2024 AIChE Annual Meeting

(468c) Uncertainty Quantification and Parameter Constraint in Complex Environmental Models: A Case Study of Smoke Influencing Radiative Balance in Africa

Authors

Sanchez, V. - Presenter, Carnegie Mellon University
Gordon, H., Carnegie Mellon University
Kuusela, M., Carnegie Mellon University
Carzon, J., Carnegie Mellon University
Development of environmental models is key to understanding future climate and informing related policy. Constructing methods for improving the accuracy of these models can be just as important as their initial development. Validating environmental models with observations and measurements is necessary to reduce uncertainties and identify shortcomings in a model's capabilities.

Here, we use a case study of seasonal wildfires in Southern Africa to develop methods for uncertainty quantification and constraint of input parameters in the UK Earth System Model, developed by the Met Office in the UK. This case study poses a unique problem because the Southern African wildfires (1) release the largest portion of the planet’s biomass burning aerosols into the atmosphere and (2) the prevailing winds carry the smoke over the south Atlantic ocean where they interact with clouds. These wildfire emissions and their interactions with clouds have significant implications for the planet's radiation budget. Reducing large uncertainties associated with inputs to the model is key to developing a better understanding of the true magnitude of the importance of these seasonal fires in Southern Africa.

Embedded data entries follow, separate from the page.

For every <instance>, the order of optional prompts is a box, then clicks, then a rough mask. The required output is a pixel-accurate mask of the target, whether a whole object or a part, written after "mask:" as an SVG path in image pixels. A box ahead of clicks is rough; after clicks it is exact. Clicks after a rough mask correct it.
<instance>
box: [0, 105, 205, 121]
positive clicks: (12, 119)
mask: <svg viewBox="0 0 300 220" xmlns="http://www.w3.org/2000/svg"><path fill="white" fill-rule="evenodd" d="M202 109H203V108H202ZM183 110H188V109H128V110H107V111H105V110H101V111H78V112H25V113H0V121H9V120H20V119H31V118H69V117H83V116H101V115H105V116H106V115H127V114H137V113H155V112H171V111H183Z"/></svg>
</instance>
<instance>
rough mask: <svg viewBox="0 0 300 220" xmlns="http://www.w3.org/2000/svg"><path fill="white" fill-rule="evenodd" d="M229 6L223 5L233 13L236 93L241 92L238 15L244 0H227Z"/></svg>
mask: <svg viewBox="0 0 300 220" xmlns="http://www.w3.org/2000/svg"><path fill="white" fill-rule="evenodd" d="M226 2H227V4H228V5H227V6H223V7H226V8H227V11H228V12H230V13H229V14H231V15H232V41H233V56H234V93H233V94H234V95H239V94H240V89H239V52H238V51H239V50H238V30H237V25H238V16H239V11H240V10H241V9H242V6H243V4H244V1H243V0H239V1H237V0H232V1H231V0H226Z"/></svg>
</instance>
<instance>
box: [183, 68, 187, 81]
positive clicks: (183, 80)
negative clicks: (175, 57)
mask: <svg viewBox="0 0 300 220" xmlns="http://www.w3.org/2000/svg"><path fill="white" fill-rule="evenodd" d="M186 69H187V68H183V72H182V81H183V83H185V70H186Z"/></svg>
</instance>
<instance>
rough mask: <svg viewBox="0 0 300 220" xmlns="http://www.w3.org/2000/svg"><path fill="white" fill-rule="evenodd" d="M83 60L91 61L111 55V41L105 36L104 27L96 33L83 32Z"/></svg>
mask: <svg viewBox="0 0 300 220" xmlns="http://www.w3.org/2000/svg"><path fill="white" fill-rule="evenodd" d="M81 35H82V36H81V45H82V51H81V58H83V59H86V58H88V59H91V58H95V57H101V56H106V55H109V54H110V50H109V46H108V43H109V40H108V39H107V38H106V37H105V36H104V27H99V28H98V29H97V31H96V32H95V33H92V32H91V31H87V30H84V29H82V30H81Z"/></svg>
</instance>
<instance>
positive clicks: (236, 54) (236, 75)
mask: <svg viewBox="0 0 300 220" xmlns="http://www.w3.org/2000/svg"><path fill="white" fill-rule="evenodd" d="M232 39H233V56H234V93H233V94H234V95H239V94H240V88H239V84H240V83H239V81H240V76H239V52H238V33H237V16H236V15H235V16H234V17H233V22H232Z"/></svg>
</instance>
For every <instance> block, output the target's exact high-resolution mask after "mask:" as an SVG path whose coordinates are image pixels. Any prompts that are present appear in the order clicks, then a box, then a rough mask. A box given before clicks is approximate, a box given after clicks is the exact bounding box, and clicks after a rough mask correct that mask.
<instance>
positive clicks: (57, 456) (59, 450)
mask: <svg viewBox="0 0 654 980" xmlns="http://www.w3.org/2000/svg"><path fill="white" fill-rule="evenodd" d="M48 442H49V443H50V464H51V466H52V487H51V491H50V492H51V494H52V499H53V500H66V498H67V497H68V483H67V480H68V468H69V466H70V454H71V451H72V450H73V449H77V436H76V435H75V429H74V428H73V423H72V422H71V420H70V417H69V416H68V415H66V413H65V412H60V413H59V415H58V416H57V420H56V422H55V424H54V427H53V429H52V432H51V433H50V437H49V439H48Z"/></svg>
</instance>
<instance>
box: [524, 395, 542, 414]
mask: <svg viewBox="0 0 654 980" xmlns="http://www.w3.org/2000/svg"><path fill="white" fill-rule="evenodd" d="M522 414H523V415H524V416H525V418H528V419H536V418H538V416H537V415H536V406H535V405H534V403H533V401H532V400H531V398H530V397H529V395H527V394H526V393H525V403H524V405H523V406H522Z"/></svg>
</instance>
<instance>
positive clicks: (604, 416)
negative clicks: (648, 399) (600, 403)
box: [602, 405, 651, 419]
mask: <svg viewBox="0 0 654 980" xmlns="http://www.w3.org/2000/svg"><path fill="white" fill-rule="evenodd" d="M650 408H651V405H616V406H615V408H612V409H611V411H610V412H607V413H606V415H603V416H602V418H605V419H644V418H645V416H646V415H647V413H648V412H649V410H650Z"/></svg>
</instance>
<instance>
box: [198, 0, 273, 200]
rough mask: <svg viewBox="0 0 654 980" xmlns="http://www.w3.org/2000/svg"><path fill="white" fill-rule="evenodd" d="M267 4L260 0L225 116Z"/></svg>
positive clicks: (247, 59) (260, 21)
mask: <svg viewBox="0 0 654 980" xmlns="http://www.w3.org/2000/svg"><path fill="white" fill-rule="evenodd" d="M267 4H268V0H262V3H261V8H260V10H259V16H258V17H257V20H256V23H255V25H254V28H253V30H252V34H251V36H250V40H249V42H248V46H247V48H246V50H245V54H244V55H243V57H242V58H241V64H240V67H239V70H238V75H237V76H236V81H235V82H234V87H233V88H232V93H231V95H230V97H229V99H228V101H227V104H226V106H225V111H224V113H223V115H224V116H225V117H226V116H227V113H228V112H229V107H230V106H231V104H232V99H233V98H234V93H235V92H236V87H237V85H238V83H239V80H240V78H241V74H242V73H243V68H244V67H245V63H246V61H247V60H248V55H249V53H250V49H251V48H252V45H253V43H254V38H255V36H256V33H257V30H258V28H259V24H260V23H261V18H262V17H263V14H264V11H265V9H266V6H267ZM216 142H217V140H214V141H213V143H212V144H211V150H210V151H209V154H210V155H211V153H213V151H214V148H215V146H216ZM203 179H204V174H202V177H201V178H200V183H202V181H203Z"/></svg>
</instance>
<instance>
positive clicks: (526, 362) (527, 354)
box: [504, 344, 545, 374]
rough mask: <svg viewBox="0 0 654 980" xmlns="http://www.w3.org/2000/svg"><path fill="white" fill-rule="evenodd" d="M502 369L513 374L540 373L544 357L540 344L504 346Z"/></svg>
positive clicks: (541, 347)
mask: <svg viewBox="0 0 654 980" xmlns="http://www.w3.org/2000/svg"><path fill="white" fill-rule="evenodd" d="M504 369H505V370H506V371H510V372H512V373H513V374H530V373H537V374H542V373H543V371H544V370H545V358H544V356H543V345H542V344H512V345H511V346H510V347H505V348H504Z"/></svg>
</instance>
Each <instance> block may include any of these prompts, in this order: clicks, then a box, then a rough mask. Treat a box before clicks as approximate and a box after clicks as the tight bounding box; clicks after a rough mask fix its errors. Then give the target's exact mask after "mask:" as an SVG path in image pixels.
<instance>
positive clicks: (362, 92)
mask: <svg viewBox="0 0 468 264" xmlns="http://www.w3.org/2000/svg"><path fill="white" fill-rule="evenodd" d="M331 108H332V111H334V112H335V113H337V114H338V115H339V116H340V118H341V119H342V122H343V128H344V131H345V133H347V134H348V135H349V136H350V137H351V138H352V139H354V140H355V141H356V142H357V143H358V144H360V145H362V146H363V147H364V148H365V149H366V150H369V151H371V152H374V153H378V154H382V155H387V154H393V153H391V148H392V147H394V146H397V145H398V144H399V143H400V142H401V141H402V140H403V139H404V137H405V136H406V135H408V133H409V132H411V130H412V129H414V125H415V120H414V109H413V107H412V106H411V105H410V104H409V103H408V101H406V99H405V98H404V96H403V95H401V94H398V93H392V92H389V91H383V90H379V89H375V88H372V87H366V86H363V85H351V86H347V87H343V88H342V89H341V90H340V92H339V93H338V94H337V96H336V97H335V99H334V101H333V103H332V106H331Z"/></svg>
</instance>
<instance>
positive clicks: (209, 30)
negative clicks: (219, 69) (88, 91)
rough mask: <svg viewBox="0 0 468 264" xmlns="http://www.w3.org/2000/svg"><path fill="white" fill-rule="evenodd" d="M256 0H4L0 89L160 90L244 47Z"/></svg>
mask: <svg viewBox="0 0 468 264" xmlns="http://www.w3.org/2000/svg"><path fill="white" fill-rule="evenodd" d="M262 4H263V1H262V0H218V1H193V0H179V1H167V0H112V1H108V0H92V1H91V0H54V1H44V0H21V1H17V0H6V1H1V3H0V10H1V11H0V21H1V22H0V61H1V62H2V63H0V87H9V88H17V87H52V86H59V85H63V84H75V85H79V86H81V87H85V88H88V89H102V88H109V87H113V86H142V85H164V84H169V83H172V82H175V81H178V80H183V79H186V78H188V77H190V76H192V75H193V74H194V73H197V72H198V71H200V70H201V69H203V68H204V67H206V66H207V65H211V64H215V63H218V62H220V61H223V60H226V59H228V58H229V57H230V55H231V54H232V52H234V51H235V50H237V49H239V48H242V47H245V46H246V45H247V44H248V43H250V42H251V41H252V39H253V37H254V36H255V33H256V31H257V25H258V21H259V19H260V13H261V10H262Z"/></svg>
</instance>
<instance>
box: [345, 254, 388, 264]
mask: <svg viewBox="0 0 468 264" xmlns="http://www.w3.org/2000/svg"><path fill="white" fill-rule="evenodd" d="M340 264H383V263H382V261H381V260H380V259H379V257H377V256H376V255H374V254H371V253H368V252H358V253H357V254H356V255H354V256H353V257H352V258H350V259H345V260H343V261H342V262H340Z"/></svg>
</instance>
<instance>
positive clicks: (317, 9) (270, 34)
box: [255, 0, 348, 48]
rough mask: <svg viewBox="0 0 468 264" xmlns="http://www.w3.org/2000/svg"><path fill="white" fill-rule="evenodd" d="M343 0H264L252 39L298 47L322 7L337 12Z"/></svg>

We constrain the uncertainty in the radiative effects of smoke from seasonal biomass burning in Southern Africa which we simulate in a climate model by considering the uncertainty in the input parameters to that model. We hypothesize that we can parameterize a large fraction of the uncertainty in smoke radiative effects by varying 12 uncertain parameters in the model. Some parameters scale emissions, both of smoke and of natural aerosols and precursors, and others scale parameters in uncertain processes such as the vertical velocities used to activate cloud droplets. Since satellites are not capable of measuring radiative effects, we start by comparing simulated aerosol optical depth (AOD) with satellite measured AOD to rule out combinations of parameters that produce implausible results. Prior work (e.g. Johnson et al, Atmos Chem Phys 2020) has shown AOD is capable of constraining model predictions involving the planet's radiative balance. We calculate the fire radiative effects by comparing simulations with and without smoke emissions. After AOD, we then apply the same methodology to simulated and satellite measured cloud droplet number concentration (CDNC) and cloud liquid water path (CLWP) to develop a stronger constraint on the radiative effect of these fires. Here, the variables for which values are compared between simulation and satellite will be called comparison variables.

To constrain our uncertain parameters, we built a perturbed parameter ensemble (PPE) consisting of 121 runs of the atmosphere-only UK Earth System Model spanning our space of 12 parameters and this was used as training data to build surrogate models. The values for the 121 parameter variants of the PPE were set using a Latin hypercube to ensure an adequate preliminary coverage of the parameter space. We simulate only the 2017 biomass burning season, and write data out from the simulations at a three-hourly time resolution, which allows us to understand the transport of individual smoke plumes. The surrogate models are trained using Gaussian Process Regression and allow us to approximately evaluate the model over the 12-D parameter space at a high coverage by utilizing 100,000 surrogate model parameter variants.

To rule out implausible parameter combinations that yield simulated comparison variables that are inconsistent with the observations, we use statistical methods developed in Carzon et al (Environmental Data Science, 2023). These allow us to quantify uncertainty in the parameters at a high level of statistical confidence, improving on previous related work using the method of 'history matching' (whose theoretical guarantees are not well understood). We build on the statistical methods of Carzon et al. which enable principled constraints on uncertain parameters with guarantees of frequentist coverage. The methods developed here can be applied to uncertainty analysis and parameter constraint across multiple variables in other complex chemical and atmospheric models. We will present the methods, the constraints on parameters we have achieved to date, and the implications for the smoke radiative effects.